Devlet başkanımız tam zamanında geldiler televizyona. Büyük bir enerjiyle girdiler içeri. Kendisine ilk sorumuz şu oldu.
- Sayın Toraman, Devlet Başkanlığının yanında Başbakanlık ve Dışişleri Bakanlığını da üstleniyorsunuz. Bunlar sizin için ağır olmuyor mu?
- Ben, dedi, başkan Toraman, ben doğuştan bu işlere yatkın bir insanım. Ben doğuştan devlet adamı olarak domuşum. Siz de bilirsiniz kimi insan ressam doğar kimi şair doğar, kimi yazar doğar, kimi gazeteci doğar, ben ise devlet adamı olarak doğmuşum.
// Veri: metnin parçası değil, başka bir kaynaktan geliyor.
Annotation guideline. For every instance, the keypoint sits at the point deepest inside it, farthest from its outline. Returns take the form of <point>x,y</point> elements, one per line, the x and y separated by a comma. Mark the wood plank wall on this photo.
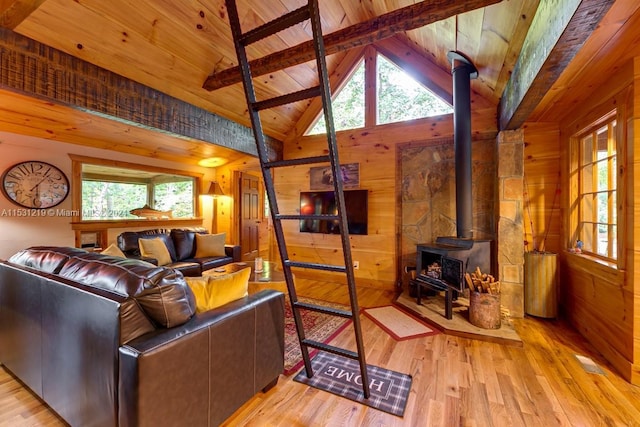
<point>601,300</point>
<point>542,190</point>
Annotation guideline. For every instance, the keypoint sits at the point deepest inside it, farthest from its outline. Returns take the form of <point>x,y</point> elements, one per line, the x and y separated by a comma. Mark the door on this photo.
<point>250,215</point>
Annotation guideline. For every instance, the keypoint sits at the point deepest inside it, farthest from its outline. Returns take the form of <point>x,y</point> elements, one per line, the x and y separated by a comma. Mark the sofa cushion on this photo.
<point>214,291</point>
<point>210,245</point>
<point>184,242</point>
<point>155,248</point>
<point>113,250</point>
<point>49,259</point>
<point>128,240</point>
<point>161,292</point>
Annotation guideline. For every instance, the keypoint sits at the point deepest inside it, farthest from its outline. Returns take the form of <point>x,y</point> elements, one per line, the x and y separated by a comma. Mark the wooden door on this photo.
<point>250,215</point>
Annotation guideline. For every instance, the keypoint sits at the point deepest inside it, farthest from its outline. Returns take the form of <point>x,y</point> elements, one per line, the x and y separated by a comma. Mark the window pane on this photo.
<point>111,200</point>
<point>587,206</point>
<point>587,150</point>
<point>400,97</point>
<point>603,239</point>
<point>602,210</point>
<point>603,174</point>
<point>602,143</point>
<point>347,106</point>
<point>587,178</point>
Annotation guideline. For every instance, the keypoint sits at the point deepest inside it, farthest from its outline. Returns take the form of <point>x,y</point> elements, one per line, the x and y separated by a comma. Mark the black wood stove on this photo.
<point>441,265</point>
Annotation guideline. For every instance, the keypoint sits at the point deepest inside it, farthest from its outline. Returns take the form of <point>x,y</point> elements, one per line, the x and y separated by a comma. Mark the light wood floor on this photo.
<point>456,382</point>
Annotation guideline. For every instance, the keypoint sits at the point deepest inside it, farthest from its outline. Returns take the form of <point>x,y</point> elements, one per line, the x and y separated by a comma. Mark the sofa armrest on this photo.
<point>211,365</point>
<point>234,252</point>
Ayrıca halkımız için vazifeden kaçamayız, biz buna doğuştan mecburuz.
Devlet Başkanımız Sayın Toraman hayret edilecek derecede zeki. Öyle zeki ki biz leb demeden leblebiyi anlıyordu.
- Sizi anlıyorum, nasıl bu kadar zeki olduğumu soracaksınız değil mi, dediler.
Gerçekten de biz bunu soracaktık kendisi açıkladı.
- Küçükken beştaş oynardım, dediler ve ilave ettiler, sizler benim nasıl olup da bu kadar güzel konuştuğumu da merak ediyorsunuzdur, diye buyurdular.
- Evet efendim, gerçekten de çok güzel konuşuyorsunuz, hitabetiniz çok güzel dedik.
Başkan Toraman bunun üzerine:
- Annem küçükken bana masal okurdu, ordan kaptım bunu. Ayyrıca benim mantığım da çok sağlamdır.
- Hakikaten efendim gerçekten de çok güçlü bir mantığınız var, dedim.
- Evet güçlü bir mantığım vardır çünkü mantık kuru kahve değildir.
Bu zorlu mantık karşısında hepimizin dili tutuldu.
Biz yeni sorumuzu sormadan Başkanımız şöyle dediler:
- Bir devlet adamının sezgileri güçlü olmalıdır. Bakın bana sezgilerim çok güçlüdür.
- Nasıl bu kadar sezgisi güçlü olabildiniz, sorunusuna:
- Doğuştan diye cevap verdiler
Bunun üzerine biz:
- Savaş dedik.
Başkanımız:
- Yavaş dedi.
Büyük devlet başkanımız savaş ve yavaş kelimelerinden eşsiz bir benzetme ile barışa olan inancımızı pekiştirdiler.
Muhalifleri ile ilgili görüşleri şöyle:
- Ben bir adım atarsam onların on adım atması icabeder. Ben on adım atarsam onların yüz adım atması icab eder.
Başkanımız burada durdu, zeki bir bakış atarak sordu:
- Adım mı, adam mı?
Bu kozmik benzetme ile reel-politik, güncel, ekonomik durumu deştiler.
Söyleşi sırasında dikkatimizden kaçmadı, Türkiye’nin dört bir köşesinden gelen haberleri değerlendirdiler, halkın saadeti için yetkililere talimat verdiler. Halkın saadeti dediler.
Halkın saadeti derken sesi çok dramatikti. Bu seste milletin yüzyıllardır uğradığı adaletsizliklerin haykırışlarını duyduk.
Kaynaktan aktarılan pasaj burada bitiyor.